My father’s eyes narrowed for a moment. He glanced at me and then back at Dr. Alexander. “She doesn’t feel any guilt, then. Is that what you’re saying? We shouldn’t have come after all,” he said. “There was nothing good that could come of it.”
“Maybe not. I was, as I said, hoping for some retreat in these symptoms, especially the paranoia.”
She turned to me.
“You and your sister have had such an unusual relationship. It was and remains perhaps only you who can get to her. She wants that, but she resents it, too. Complicated,” she said again. It was beginning to annoy me. It seemed like an easy way out, an explanation for everything.
“What will happen to her now?” I asked.
“More intense therapy.” She leaned forward. “Did you know how your sister would react to your looking so pretty, Kaylee? You do know each other so well, better than most sisters know each other, right? Is that why you wore that obviously sexy dress and made up your face before you came? You wanted some sort of revenge?”
“Stop that!” my father snapped instantly, and he stood. “I won’t permit an iota of guilt to be placed at this girl’s feet after what her sister did to her. You read her psychiatrist’s report.”
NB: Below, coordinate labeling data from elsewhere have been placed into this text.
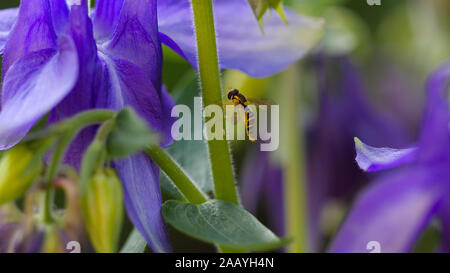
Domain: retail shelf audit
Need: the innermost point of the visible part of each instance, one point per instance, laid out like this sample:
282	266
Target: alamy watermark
374	2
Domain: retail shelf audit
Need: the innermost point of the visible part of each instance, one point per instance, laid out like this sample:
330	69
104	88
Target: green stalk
193	194
208	64
69	129
292	149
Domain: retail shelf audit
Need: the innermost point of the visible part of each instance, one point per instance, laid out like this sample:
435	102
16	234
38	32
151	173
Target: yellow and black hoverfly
236	98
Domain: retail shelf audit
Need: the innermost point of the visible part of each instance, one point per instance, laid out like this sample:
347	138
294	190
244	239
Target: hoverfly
238	99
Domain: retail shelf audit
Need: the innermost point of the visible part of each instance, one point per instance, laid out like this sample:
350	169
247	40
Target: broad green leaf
221	223
135	243
260	8
192	155
170	188
130	135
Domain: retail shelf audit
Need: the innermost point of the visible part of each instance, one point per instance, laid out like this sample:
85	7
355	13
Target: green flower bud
102	205
17	172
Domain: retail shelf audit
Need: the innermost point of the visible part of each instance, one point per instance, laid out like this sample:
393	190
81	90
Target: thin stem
52	170
189	189
95	154
69	128
292	145
208	64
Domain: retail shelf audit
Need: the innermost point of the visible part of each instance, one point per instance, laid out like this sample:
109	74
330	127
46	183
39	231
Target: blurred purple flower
395	210
262	189
344	111
61	60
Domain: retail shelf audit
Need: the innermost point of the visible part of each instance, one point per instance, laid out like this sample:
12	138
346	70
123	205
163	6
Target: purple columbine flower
61	60
344	111
395	210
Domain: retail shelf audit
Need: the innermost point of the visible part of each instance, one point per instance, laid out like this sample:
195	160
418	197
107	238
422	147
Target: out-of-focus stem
292	145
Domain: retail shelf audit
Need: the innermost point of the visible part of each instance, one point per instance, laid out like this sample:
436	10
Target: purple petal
444	213
392	212
136	38
140	180
435	138
82	96
32	32
241	43
60	15
33	86
7	231
128	85
7	19
372	159
105	17
167	103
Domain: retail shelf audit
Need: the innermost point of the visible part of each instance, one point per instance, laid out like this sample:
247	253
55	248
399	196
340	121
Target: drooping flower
396	208
61	60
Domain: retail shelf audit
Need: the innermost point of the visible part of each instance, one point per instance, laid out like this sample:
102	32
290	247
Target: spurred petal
142	195
105	17
136	38
7	19
33	86
60	15
32	32
372	159
241	44
435	138
392	212
444	214
82	97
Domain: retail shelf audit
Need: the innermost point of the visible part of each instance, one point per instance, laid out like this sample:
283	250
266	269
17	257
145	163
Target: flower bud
102	205
17	172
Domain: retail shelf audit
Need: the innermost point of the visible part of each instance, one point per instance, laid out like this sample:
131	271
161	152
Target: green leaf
135	243
170	188
130	135
192	154
222	223
260	8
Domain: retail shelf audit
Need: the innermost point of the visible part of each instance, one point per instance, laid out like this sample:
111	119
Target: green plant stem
193	194
95	154
69	129
208	64
292	149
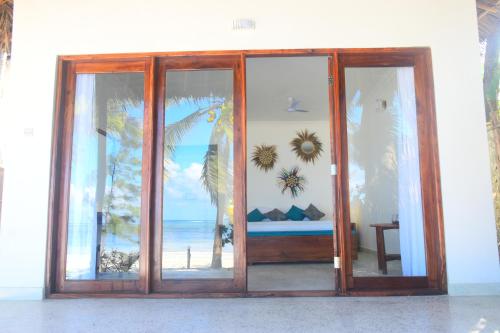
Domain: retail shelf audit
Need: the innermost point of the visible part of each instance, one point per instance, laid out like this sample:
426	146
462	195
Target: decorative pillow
313	213
275	215
255	216
295	214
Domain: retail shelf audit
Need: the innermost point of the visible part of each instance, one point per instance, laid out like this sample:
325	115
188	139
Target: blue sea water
177	236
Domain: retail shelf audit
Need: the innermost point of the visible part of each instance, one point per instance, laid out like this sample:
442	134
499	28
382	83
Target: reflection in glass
384	171
105	184
198	175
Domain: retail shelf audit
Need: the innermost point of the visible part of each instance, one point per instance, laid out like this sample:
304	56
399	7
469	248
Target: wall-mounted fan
294	105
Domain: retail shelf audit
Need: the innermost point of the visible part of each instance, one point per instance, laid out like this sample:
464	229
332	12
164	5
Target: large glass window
384	171
198	175
105	184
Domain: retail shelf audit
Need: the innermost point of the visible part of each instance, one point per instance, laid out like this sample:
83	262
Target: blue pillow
295	214
255	216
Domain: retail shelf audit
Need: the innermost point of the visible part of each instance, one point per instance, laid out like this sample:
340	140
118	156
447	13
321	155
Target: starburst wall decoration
264	157
290	180
307	146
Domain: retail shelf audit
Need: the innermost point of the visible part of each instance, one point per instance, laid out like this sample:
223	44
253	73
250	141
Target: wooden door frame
238	283
59	196
57	201
435	281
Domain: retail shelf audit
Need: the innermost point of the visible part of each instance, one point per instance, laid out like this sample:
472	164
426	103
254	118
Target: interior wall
45	29
264	193
375	154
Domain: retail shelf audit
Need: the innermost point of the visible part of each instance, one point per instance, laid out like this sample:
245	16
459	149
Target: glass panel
290	242
105	187
198	175
384	172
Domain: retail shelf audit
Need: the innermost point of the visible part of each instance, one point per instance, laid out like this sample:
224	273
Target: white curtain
82	224
411	229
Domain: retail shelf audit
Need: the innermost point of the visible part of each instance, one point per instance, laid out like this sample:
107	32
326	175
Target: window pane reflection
384	171
105	185
198	175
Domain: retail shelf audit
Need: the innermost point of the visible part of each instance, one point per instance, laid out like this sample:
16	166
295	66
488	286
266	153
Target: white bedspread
289	226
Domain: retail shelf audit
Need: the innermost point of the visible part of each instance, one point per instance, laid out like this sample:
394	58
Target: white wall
262	189
44	29
372	151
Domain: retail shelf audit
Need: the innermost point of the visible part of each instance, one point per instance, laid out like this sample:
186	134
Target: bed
292	241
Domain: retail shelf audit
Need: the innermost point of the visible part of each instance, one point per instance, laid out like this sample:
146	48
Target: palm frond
6	17
176	131
210	173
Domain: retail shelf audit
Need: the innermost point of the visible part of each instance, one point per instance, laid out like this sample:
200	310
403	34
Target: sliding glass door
199	230
386	177
106	165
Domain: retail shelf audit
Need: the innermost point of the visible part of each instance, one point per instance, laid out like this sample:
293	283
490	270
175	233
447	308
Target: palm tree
216	173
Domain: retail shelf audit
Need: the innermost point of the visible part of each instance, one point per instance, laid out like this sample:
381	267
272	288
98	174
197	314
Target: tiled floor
316	276
340	314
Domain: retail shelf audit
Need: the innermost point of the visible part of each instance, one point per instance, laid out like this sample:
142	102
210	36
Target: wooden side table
383	257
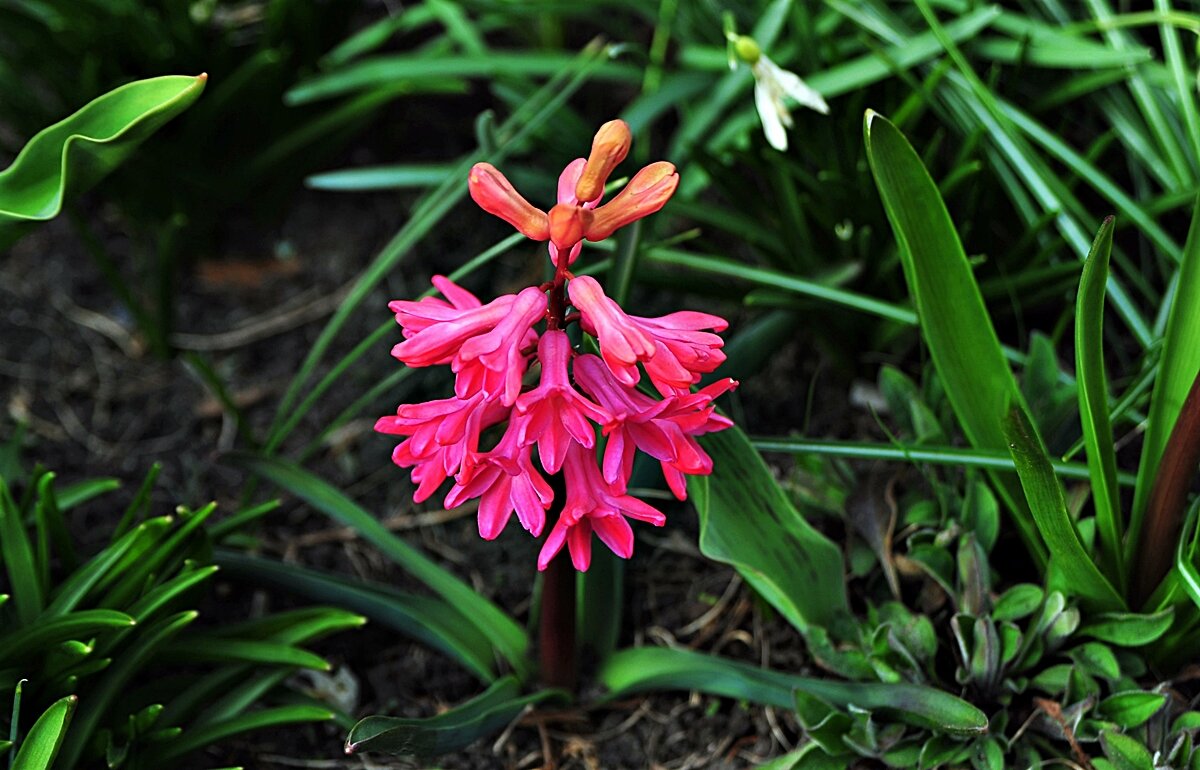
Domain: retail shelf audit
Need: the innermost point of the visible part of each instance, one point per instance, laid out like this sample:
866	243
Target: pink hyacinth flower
438	329
555	414
683	350
622	343
592	505
495	362
442	437
664	429
505	480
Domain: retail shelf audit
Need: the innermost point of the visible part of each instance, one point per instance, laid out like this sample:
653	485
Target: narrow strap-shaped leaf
17	554
450	731
196	739
1093	402
1179	367
954	322
1049	510
76	152
507	636
431	620
639	669
747	521
77	625
45	739
115	679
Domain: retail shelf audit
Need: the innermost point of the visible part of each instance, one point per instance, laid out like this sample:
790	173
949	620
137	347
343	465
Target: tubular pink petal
616	533
646	193
495	194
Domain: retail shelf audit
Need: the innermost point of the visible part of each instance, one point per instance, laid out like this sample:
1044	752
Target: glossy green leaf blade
1128	629
430	620
1179	366
748	522
76	152
1093	402
507	636
451	731
640	669
45	739
954	322
1049	509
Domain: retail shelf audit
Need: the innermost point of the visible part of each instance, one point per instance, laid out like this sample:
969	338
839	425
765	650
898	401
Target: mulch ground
96	403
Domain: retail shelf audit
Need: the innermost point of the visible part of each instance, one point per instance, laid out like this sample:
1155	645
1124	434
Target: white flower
771	85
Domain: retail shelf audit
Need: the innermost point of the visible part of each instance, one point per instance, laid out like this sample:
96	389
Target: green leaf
505	635
1125	752
45	739
196	739
1093	402
1049	507
450	731
1131	709
197	649
430	620
42	633
17	554
640	669
1128	629
748	522
954	322
76	152
1179	367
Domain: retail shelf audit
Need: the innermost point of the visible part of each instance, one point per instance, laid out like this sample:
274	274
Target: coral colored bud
646	193
609	149
567	224
495	194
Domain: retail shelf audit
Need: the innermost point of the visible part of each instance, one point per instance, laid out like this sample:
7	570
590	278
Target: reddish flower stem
556	632
556	637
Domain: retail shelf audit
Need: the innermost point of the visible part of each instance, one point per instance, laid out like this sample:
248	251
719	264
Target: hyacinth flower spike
528	405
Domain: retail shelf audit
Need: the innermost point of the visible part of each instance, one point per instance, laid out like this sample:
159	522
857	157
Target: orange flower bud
567	224
609	149
495	194
646	193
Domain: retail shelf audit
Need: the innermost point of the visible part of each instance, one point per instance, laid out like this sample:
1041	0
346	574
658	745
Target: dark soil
96	403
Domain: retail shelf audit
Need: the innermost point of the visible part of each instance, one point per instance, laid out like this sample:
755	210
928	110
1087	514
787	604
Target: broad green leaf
954	322
42	633
433	621
45	739
748	522
1093	402
640	669
1131	709
1125	752
454	729
1128	629
1049	509
76	152
1179	365
997	459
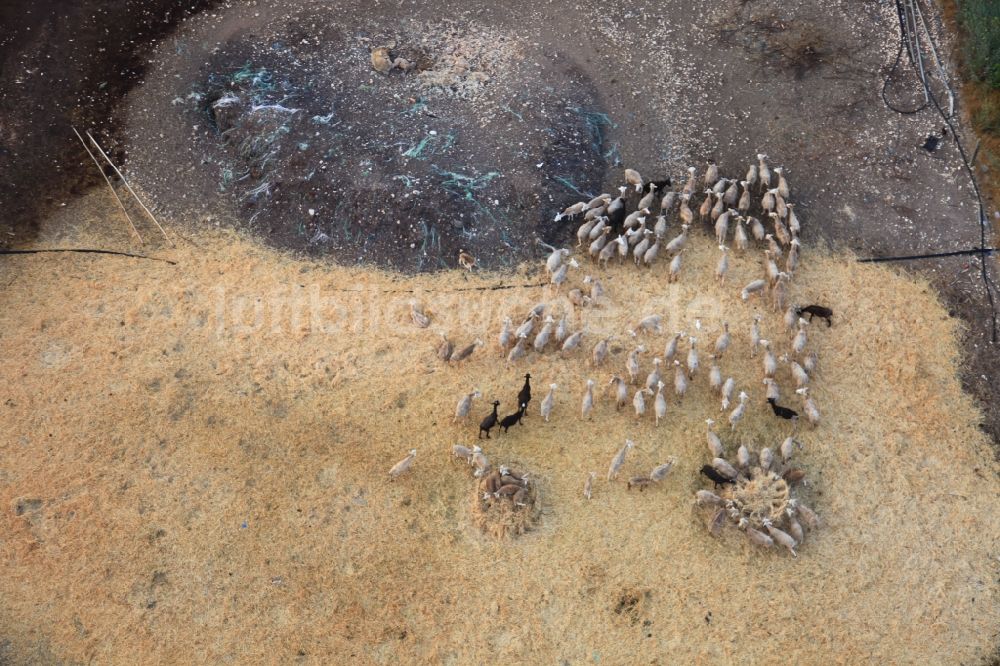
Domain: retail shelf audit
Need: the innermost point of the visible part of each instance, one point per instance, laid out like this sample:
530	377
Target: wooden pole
112	187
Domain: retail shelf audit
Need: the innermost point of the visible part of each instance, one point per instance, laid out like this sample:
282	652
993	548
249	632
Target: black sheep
783	412
715	477
524	397
487	424
511	419
817	311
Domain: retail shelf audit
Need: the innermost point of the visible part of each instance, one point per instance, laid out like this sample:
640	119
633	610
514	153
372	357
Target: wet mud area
295	135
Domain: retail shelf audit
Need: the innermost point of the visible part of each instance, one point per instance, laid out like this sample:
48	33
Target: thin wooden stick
129	188
106	180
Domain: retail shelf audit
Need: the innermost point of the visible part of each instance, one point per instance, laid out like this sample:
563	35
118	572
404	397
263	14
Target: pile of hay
201	459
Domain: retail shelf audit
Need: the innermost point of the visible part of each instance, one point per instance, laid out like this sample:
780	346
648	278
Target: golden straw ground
214	486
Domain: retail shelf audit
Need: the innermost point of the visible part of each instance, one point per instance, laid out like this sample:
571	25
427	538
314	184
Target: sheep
692	181
692	360
555	260
799	374
711	174
445	348
524	330
722	342
740	239
713	441
753	287
654	376
649	198
462	453
667	202
675	267
799	343
544	335
559	278
793	221
684	211
810	363
770	363
744	203
782	412
779	292
678	242
518	351
765	173
736	415
792	261
524	395
680	380
632	364
818	311
722	466
639	402
714	373
487	423
766	459
597	228
660	404
754	335
403	465
506	334
671	349
587	405
600	352
465	404
571	211
715	477
787	449
460	355
548	401
809	407
782	183
703	497
756	536
743	458
780	537
513	419
573	341
621	391
770	267
480	462
706	206
649	256
632	177
722	227
727	392
650	324
722	267
772	392
619	460
562	329
418	316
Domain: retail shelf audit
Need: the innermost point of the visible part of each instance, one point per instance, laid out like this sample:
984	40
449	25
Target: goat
817	311
782	412
487	424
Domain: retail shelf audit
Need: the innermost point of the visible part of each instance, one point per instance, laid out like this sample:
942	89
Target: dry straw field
195	463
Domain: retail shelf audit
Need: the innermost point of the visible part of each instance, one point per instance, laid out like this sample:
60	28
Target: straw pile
195	466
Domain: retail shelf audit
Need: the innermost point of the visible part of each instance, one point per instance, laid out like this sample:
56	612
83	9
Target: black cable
983	251
899	54
90	251
957	253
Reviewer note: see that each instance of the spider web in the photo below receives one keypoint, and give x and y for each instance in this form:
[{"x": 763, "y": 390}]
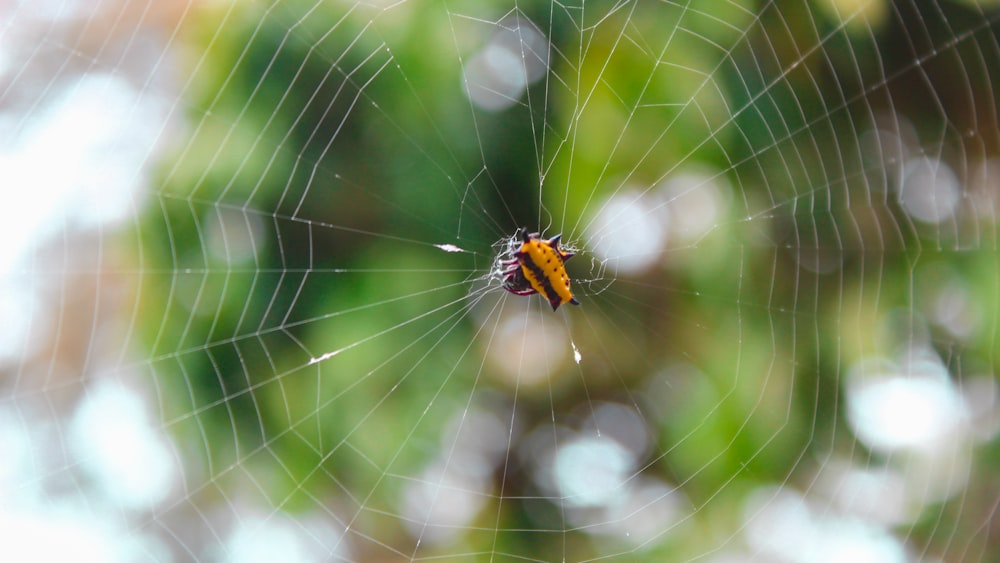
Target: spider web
[{"x": 253, "y": 294}]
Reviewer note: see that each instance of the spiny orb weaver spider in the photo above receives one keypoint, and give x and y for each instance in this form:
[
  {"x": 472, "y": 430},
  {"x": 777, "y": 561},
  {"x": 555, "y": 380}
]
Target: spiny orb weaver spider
[{"x": 539, "y": 267}]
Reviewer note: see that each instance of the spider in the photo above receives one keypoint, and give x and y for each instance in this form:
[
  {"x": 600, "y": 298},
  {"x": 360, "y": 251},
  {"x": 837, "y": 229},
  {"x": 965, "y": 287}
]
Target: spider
[{"x": 539, "y": 267}]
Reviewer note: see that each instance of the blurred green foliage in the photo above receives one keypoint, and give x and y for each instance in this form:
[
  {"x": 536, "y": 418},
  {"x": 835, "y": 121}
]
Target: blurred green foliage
[{"x": 342, "y": 136}]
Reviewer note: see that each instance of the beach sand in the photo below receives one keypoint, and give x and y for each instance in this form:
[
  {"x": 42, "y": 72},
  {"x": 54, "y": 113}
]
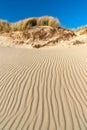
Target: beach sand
[{"x": 43, "y": 89}]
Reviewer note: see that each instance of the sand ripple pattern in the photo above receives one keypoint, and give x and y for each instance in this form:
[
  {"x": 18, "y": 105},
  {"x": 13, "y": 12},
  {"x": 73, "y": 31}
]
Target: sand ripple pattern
[{"x": 48, "y": 92}]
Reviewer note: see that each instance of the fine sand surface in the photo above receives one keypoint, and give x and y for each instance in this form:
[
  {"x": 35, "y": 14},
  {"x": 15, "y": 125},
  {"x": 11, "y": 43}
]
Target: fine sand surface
[{"x": 43, "y": 89}]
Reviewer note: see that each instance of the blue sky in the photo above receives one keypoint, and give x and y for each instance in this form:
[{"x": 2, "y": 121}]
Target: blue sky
[{"x": 71, "y": 13}]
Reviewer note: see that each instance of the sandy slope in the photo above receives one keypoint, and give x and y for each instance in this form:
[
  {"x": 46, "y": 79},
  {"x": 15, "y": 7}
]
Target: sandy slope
[{"x": 44, "y": 89}]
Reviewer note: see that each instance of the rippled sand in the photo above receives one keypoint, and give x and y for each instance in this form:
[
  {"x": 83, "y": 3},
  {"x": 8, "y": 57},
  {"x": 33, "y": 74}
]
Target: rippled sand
[{"x": 43, "y": 89}]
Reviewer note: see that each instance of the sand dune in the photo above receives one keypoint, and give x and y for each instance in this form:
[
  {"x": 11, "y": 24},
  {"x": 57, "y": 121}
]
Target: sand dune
[{"x": 43, "y": 89}]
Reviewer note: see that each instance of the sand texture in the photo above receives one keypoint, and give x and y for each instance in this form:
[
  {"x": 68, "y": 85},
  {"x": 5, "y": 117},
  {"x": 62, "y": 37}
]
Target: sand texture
[{"x": 43, "y": 89}]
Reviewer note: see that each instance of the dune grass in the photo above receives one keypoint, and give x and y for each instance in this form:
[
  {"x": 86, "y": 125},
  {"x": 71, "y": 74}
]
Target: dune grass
[
  {"x": 4, "y": 26},
  {"x": 29, "y": 23}
]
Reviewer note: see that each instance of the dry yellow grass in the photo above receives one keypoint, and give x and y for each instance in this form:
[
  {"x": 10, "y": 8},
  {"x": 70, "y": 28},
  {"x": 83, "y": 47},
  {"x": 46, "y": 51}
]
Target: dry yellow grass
[
  {"x": 28, "y": 23},
  {"x": 4, "y": 26}
]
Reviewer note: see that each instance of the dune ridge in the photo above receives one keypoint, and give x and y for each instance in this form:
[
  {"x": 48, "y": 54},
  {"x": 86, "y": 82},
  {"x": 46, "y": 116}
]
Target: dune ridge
[{"x": 43, "y": 89}]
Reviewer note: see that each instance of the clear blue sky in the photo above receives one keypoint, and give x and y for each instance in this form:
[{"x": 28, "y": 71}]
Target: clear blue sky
[{"x": 71, "y": 13}]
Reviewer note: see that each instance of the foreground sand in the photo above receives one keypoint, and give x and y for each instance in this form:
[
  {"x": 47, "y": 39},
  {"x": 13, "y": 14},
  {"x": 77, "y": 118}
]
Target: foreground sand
[{"x": 44, "y": 89}]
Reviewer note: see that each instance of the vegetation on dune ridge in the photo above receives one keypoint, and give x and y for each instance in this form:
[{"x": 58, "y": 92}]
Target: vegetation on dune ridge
[{"x": 29, "y": 23}]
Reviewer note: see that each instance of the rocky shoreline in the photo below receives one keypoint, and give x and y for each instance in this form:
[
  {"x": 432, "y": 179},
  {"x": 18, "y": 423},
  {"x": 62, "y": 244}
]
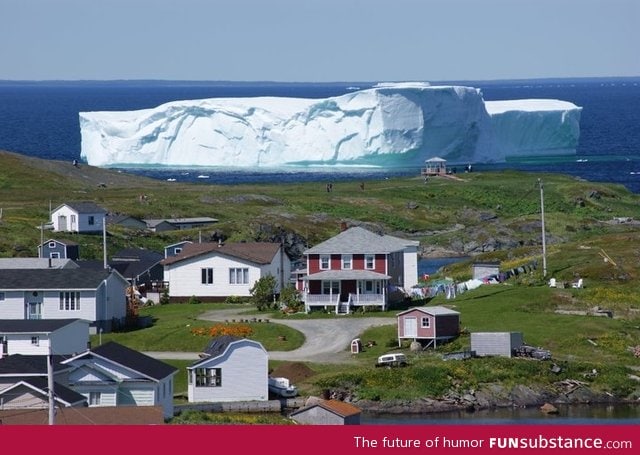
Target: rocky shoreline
[{"x": 489, "y": 396}]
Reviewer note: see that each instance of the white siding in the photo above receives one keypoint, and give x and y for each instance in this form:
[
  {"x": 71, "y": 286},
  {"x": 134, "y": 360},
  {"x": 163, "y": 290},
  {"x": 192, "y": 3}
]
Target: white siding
[
  {"x": 244, "y": 375},
  {"x": 185, "y": 278}
]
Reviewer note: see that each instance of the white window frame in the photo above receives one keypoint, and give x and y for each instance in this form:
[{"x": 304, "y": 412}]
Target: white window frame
[
  {"x": 347, "y": 261},
  {"x": 369, "y": 261},
  {"x": 238, "y": 275},
  {"x": 206, "y": 275}
]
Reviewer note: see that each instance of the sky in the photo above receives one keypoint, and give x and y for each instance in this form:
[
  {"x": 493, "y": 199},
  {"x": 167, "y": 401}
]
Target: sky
[{"x": 318, "y": 40}]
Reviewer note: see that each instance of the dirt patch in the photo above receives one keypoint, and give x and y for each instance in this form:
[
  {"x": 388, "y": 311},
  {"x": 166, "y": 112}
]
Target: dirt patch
[{"x": 294, "y": 371}]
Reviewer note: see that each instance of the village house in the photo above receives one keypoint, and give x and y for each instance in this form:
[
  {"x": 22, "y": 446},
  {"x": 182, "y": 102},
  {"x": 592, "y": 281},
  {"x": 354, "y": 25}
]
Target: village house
[
  {"x": 231, "y": 369},
  {"x": 215, "y": 271},
  {"x": 59, "y": 249},
  {"x": 43, "y": 336},
  {"x": 114, "y": 375},
  {"x": 327, "y": 412},
  {"x": 430, "y": 325},
  {"x": 97, "y": 296},
  {"x": 358, "y": 268},
  {"x": 80, "y": 217}
]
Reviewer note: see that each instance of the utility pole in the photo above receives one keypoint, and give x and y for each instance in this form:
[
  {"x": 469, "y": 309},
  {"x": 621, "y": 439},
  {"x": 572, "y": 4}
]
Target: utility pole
[
  {"x": 52, "y": 412},
  {"x": 544, "y": 241}
]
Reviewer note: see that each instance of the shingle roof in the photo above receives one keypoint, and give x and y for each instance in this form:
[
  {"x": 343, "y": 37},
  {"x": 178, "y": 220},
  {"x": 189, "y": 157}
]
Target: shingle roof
[
  {"x": 256, "y": 252},
  {"x": 33, "y": 325},
  {"x": 84, "y": 207},
  {"x": 60, "y": 391},
  {"x": 357, "y": 240},
  {"x": 135, "y": 360},
  {"x": 432, "y": 310},
  {"x": 51, "y": 279}
]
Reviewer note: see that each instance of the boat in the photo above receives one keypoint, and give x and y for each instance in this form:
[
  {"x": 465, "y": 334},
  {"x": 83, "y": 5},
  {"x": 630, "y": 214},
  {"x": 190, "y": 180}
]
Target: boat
[{"x": 282, "y": 387}]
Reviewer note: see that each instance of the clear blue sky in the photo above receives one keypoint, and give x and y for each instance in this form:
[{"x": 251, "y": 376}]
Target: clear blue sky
[{"x": 318, "y": 40}]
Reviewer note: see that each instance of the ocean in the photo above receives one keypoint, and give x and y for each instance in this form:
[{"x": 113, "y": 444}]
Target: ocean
[{"x": 41, "y": 119}]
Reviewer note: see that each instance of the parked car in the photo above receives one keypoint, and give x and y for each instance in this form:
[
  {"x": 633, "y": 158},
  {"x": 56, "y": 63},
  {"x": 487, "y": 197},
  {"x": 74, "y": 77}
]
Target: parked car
[{"x": 392, "y": 360}]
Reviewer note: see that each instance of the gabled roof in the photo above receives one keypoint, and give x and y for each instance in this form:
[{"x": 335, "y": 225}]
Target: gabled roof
[
  {"x": 36, "y": 263},
  {"x": 219, "y": 346},
  {"x": 51, "y": 279},
  {"x": 431, "y": 310},
  {"x": 256, "y": 252},
  {"x": 131, "y": 359},
  {"x": 339, "y": 408},
  {"x": 357, "y": 240},
  {"x": 34, "y": 325},
  {"x": 29, "y": 365},
  {"x": 61, "y": 393},
  {"x": 83, "y": 207}
]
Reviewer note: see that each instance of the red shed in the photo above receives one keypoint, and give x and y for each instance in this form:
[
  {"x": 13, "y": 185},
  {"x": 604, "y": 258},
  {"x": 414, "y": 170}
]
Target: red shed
[{"x": 432, "y": 323}]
“Did you really come here to see whether you and your sister could stop hating each other, Kaylee?” she pursued, ignoring my father.
“Yes,” I said. “I did. I’m sorry if everything’s become . . . more complicated now.”
My father reached for my hand so that I would stand, too. “That’s enough,” he said. “I’ll be in touch. Perhaps through my attorney.”
He almost physically turned me toward the door.
“It’s important that you and I talk again, Kaylee,” Dr. Alexander called to me, totally ignoring my father. “When you’re ready.”
“Go,” my father ordered, opening the door.